The Jewish Chronicle

WHY JOIN A SHUL?

- Jennifer Lipman

IAM A lapsed Jew. I haven’t taken to pork, or started partying on Friday nights. But right now, I’m not a synagogue member. Having joined as required when I married, our membership expired in the spring and since then we’ve ignored the entreaties to return to the fold. Joining a shul, I always thought, was something Jews did, like guilt, or over-catering. Even if you went sporadical­ly, your Jewish-home from-home would be there. You’d join to attend services, for the Rosh Hashanah seat, for the community life within.

But having been shul-less for months, I haven’t missed it. Asking other twentysome­things of varying religiosit­y, I am not alone. Some belong, mostly those who daven regularly, but many do not, or joined only on starting a family. Some cited cost; others said they just wouldn’t attend anyway or that other organisati­ons better support their identity. “I can be Jewish and practise without being a member,” said one.

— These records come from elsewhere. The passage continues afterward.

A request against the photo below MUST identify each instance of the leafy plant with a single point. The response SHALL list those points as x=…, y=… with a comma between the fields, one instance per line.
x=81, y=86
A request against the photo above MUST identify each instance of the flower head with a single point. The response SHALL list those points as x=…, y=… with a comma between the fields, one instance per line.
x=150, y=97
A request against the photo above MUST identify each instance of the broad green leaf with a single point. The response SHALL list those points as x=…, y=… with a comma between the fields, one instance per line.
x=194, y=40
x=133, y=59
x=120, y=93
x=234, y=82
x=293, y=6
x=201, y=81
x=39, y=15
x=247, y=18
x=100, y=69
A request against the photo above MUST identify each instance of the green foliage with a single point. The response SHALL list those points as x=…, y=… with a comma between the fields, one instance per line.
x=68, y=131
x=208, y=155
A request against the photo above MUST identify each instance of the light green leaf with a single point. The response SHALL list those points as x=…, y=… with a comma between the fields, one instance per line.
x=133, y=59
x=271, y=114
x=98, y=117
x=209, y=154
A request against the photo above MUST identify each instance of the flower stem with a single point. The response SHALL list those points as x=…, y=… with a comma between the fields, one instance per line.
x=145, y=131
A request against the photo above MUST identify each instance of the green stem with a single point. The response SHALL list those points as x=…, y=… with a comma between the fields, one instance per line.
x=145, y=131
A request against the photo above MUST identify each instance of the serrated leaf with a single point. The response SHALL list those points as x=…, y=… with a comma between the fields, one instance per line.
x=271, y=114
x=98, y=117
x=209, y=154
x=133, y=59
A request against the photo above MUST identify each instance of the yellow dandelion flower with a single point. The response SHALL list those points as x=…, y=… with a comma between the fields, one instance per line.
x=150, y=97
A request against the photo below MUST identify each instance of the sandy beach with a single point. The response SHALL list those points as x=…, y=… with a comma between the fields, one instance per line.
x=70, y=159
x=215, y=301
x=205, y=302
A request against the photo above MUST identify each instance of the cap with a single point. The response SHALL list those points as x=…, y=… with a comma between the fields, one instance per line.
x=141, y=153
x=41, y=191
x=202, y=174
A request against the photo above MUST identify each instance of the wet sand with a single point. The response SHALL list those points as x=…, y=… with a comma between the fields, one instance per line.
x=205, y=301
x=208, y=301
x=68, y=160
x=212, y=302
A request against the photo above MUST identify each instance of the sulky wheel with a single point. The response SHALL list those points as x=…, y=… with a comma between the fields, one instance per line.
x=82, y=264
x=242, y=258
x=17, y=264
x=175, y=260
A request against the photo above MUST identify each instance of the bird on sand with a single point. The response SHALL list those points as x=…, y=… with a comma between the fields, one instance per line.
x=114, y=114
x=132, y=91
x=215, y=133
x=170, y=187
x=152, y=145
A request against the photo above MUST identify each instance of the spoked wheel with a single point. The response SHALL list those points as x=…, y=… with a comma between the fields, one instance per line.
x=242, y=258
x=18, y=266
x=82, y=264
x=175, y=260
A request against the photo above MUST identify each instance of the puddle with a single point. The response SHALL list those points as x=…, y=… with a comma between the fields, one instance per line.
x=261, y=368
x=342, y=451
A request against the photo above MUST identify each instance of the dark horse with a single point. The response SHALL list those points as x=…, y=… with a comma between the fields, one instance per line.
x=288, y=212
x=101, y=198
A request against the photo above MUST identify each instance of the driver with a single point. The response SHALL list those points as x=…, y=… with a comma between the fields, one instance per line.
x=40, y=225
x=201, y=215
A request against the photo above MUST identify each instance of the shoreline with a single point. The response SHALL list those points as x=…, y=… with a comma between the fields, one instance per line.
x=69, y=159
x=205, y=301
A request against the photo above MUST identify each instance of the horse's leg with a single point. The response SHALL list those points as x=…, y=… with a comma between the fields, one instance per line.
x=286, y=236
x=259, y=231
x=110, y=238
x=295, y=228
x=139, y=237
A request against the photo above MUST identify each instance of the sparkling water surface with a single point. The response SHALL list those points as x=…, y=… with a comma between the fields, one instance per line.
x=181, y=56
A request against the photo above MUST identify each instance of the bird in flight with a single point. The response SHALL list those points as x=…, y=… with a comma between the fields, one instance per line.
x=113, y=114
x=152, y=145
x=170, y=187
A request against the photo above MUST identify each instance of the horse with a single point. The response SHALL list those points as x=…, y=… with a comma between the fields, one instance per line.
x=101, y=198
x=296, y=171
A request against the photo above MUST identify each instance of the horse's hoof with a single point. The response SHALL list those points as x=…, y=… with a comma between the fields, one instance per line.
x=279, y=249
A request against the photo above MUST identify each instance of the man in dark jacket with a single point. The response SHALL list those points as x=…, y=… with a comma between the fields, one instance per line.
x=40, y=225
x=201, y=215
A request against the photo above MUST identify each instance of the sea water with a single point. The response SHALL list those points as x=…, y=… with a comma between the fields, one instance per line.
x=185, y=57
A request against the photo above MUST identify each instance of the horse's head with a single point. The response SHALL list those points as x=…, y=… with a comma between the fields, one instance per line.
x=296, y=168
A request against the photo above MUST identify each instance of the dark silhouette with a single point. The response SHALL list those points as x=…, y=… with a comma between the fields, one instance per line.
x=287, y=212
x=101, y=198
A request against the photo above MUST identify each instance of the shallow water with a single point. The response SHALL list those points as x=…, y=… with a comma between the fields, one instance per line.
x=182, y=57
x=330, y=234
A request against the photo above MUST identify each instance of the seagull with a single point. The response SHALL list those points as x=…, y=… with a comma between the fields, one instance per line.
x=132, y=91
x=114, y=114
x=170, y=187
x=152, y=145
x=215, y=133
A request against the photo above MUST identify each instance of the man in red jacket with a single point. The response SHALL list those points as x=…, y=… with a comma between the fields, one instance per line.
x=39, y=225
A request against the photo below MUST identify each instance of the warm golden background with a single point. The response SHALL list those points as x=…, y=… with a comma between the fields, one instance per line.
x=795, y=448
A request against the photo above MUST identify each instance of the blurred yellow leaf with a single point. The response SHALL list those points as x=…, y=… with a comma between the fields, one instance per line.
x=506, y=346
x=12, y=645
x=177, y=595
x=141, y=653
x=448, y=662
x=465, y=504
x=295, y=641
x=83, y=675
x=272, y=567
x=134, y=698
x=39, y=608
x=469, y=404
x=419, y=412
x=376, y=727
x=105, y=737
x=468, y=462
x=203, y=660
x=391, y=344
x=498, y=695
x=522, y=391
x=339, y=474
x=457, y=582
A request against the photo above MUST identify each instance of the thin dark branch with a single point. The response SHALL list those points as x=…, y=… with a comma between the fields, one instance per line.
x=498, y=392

As a child, I was a regular — it was the primary place for social life outside school. But, in my teens, Jewish life came not from davening but youth movements and summer camps, later from JSoc. As my twenties progressed, it came from young profession­als’ dinners or charity events, Shabbat meals with friends, and even from twitter debate. I continue to observe Shabbat as I did in childhood, and my Jew- ish identity remains rock-solid, but shul barely factors.

So there’s little urgency to rejoin. Why pay for a membership that on the rare occasions I attended “my” shul still left me feeling like an interloper? Burial rights, a down payment on your true forever home is the common riposte, but that bears inspection. Of my latest bill, less than £30 was allocated to that (the United Synagogue sets it at £70 for the over-29s).

It’s not as if the fees are negligible, albeit that they vary between shuls and there are needs-based reductions. For my north London community, the bill stood at £660 (I speak of the US; at comparable Reform and Masorti shul the fees are considerab­ly lower, especially for the under 30s). Incidental­ly, it’s also cheaper in the US if you’re under 30 — and single. Tribe offers full annual membership for just £60, but once your ketubah is signed, you’re soon expected to pay up, no matter that being married doesn’t automatica­lly improve your salary.

For a generation predicted to earn less than our predecesso­rs, when we’re trying to get on the property ladder or plan for a family, forking out for something we’ll use only rarely is hard to justify. Especially since membership isn’t a prerequisi­te for services.

In any case, shul is about more than davening; joining is as much about investing in a community and building your place in it. For many millennial­s, that’s a commitment we’re not ready for. While Jews buck national trends, we’re still more peripateti­c today, settling down later than our parents, unlikely to live today where we

will tomorrow.

Above all, from my perspectiv­e, it’s that shul, right now, doesn’t feel like it’s for people like me. The festivals invariably see us back at our parents’ and, week-to-week — like most childless young profession­als — my preference is a lie-in rather than leyning.

Shuls, with their toddlers’ services, communal dinners and seniors groups, are for the settled, for families, not unencumber­ed twentysome­things whose life is city-wide not local and whose Jewishness is cultural or charitable rather than liturgical. It’s not that we don’t want community; it’s that the community we feel at home in isn’t shul specific (or even necessaril­y denominati­on specific).

Friends who have joined suggest it is out of a nebulous desire to identify, or a sense of “future community”; they put in now for benefits they will enjoy later. Certainly, once I have a family I wouldn’t dream of not paying my dues. Shuls provide excellent services, have immense running costs, and are hardly profit-making beasts.

One day that Jewish home-from-home will be integral, and for that reason we will rejoin. Yet not everyone will; membership is no longer a marker of Jewish adulthood. So perhaps it’s time to rethink the model. Ask for a donation, like churches, or offer “registered supporter” options, reducing the cost but beginning the commitment. Or membership for the Uber age, where you sign up to “the” community rather than a specific one, so you are putting in wherever you end up.

For all but the very observant, I doubt shuls will ever have much to offer twentysome­things, and certainly not to the degree of other groups. So they should give thought to how they can ensure membership becomes an early habit.